Afterwards, I just stood in the middle of the road for a while to appreciate the stillness and silence. Occasionally, a slight wind would echo through the forest, brushing snow off the trees and sending it adrift in the air.
This is a land of extremes, the border of one of the great wildernesses of the world. Yet the pale light of twilight also made it feel fragile and new. I felt that if I waited long enough, that dusty haze on the horizon would turn into fire. In reality, the day never did quite dawn. It faded before it had ever truly begun. Perhaps it is why this corner of the earth still feels so unspoiled. Long may it stay that way.

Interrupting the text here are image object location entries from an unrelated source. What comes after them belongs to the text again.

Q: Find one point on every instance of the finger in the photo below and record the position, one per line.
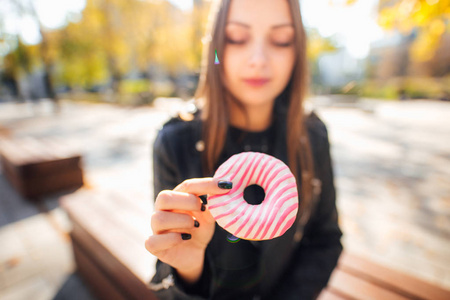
(160, 242)
(202, 186)
(170, 200)
(164, 221)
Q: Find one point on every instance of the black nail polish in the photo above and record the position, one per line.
(203, 198)
(226, 185)
(186, 236)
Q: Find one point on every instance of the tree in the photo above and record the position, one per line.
(429, 20)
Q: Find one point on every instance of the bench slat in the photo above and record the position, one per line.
(343, 283)
(122, 256)
(391, 279)
(101, 286)
(329, 295)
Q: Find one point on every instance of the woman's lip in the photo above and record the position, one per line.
(256, 82)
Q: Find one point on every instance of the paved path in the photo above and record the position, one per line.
(392, 165)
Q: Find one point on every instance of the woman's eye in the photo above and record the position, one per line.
(236, 42)
(283, 44)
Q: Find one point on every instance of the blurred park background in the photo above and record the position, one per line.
(103, 75)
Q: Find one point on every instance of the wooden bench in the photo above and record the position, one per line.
(36, 167)
(108, 238)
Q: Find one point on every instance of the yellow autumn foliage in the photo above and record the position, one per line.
(430, 19)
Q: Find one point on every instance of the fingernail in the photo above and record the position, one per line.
(186, 236)
(203, 198)
(226, 185)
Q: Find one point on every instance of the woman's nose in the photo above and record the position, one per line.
(258, 54)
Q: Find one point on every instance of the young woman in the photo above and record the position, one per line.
(253, 100)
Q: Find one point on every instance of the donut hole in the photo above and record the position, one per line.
(254, 194)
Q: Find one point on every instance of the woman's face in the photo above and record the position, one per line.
(259, 52)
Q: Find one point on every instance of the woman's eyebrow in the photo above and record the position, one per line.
(248, 26)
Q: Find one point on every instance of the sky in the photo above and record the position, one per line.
(353, 27)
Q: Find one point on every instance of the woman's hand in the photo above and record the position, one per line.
(183, 227)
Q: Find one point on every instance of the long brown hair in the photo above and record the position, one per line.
(212, 95)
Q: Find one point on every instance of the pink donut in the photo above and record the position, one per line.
(264, 221)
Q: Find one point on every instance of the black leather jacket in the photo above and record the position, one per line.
(293, 266)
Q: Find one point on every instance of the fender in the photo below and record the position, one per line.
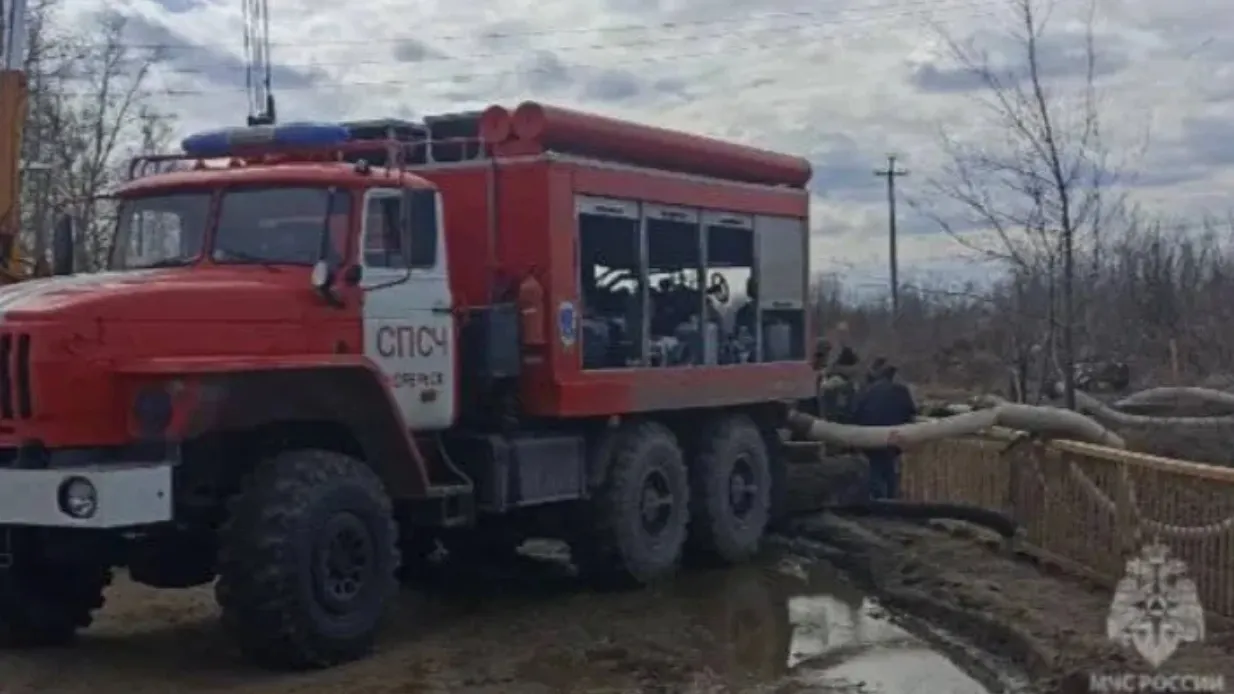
(246, 392)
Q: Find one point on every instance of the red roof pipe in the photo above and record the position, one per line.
(495, 126)
(569, 131)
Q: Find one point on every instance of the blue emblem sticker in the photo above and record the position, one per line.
(567, 324)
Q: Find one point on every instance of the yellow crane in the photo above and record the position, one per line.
(14, 94)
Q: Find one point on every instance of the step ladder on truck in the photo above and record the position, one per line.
(322, 348)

It took me 40 hours to get to Ivalo, Finland. The journey started on New Year’s Day 2015 and involved four flights, including a six and a half hour flight from Abu Dhabi to Berlin seated next to the worst passenger I’d ever encountered in over a decade of flying.
When I finally got to my accommodation, I was exhausted beyond measure. I have no trouble sleeping on planes but I hadn’t been able to rest much at all this time around. (Being seated next to the Worst.Passenger.Ever obviously didn’t help.)

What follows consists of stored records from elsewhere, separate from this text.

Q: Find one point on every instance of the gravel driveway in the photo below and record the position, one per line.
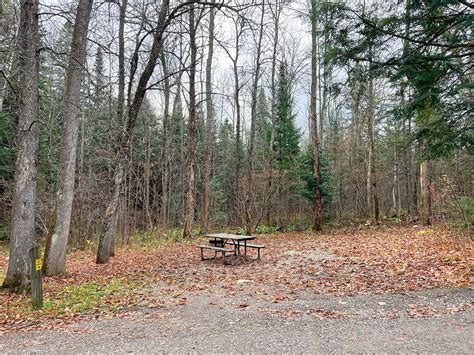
(439, 321)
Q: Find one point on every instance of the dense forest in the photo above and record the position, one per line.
(120, 117)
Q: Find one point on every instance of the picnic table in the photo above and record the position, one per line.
(218, 243)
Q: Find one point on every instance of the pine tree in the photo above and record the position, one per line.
(287, 136)
(262, 132)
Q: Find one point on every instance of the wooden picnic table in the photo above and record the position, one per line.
(218, 242)
(234, 238)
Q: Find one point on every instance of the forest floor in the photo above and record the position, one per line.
(389, 288)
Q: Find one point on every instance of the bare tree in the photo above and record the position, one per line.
(189, 206)
(318, 208)
(24, 195)
(125, 137)
(56, 244)
(253, 117)
(209, 137)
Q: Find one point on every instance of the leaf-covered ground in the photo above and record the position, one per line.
(340, 262)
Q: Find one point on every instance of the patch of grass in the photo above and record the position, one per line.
(84, 298)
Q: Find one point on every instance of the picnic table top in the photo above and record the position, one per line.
(230, 236)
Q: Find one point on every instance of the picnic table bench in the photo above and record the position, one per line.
(218, 243)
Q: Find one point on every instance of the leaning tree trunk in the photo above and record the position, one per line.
(189, 207)
(24, 195)
(253, 118)
(125, 137)
(424, 196)
(166, 145)
(209, 127)
(238, 138)
(272, 108)
(318, 207)
(373, 200)
(56, 244)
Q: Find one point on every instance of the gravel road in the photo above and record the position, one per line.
(435, 321)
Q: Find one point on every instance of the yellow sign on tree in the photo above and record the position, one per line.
(39, 264)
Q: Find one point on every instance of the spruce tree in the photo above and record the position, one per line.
(287, 136)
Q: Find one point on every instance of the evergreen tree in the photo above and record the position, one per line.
(287, 136)
(262, 132)
(305, 183)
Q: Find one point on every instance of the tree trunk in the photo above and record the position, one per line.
(189, 208)
(166, 143)
(238, 139)
(374, 201)
(424, 196)
(209, 127)
(56, 245)
(272, 108)
(125, 137)
(318, 208)
(253, 118)
(24, 195)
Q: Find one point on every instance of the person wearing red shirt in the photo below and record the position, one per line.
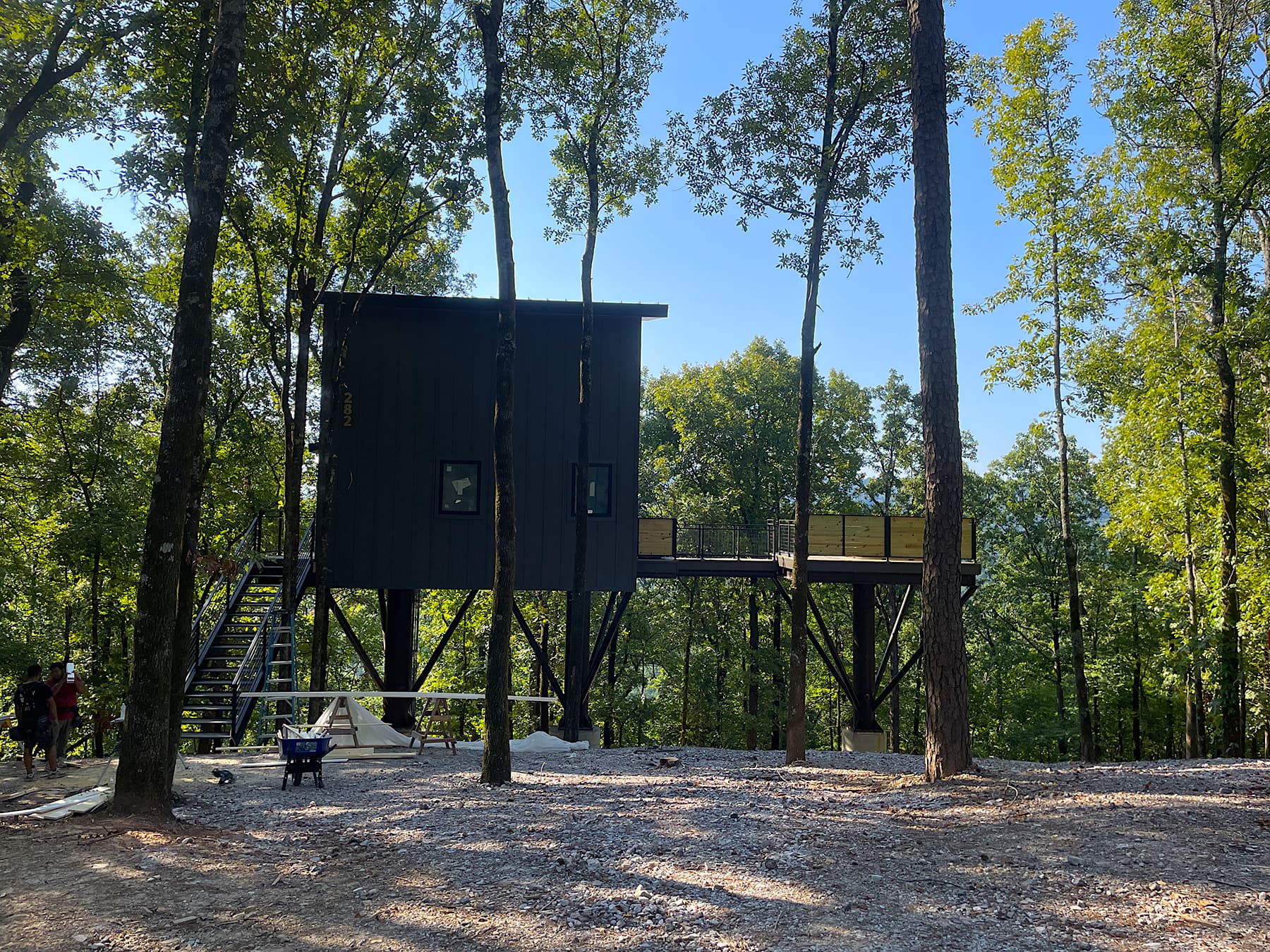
(66, 692)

It’s safe to say stretching out in my bed at Hotelli Ivalo was the most glorious feeling ever and I had an epic 13 hour sleep. When I woke up at 9.45am on January 3rd, I was surprised that the world outside my window was nowhere near as dark as I’d anticipated it would be, given the sun would not be rising for another six days.
I had no grand plans to do anything that day and actually ended up just relaxing in my room and observing the twilight hours. Having just come from Perth, where we were in the middle of summer and experiencing 14 hours of sunlight a day, it was a very interesting ‘day’ adjusting to the phenomenon of polar night.
This particular collage shows the progression of twilight into night. The top picture, looking out over the frozen Ivalo River, was taken around 12.30pm, the ‘lightest’ time of the day. The smaller pictures were taken at 2pm, 3pm and 4pm. As you can see, by about 3pm, it was pretty much back to black.
All in all, there were a solid four hours where there was enough light to ensure you didn’t feel as though you’d spent the whole ‘day’ in perpetual darkness. Just enough to prevent cabin fever, I’d say 😛
In my quest to see the Northern Lights, I started off the year 2015 by visiting Ivalo, a little village in the Lapland region of Finland with a population of about 4000 people. Lapland is the northernmost region of Finland and is situated in the Arctic Circle, a part of the world where the sun remains below the horizon for a lengthy amount of time in the winter. When I visited two years ago, the sun had last set on December 3rd, 2014 and would not rise again until January 9th, 2015.
I was aware before arriving here that my four night stay in this town would be spent in polar night. I had also read that a certain amount of light filters through around noon during the ‘civil twilight’ hour. (In fact, many places within the Arctic Circle experience more twilight hours than equatorial regions.) Yet, it took me quite by surprise when I opened my curtains at 10am and saw just how ‘light’ it actually was outside. It seemed like just another grey, overcast winter’s day. I wasn’t going to be living in pitch blackness like I’d imagined after all.
It just goes to show you can never quite know what to expect of certain things until you experience them for yourself!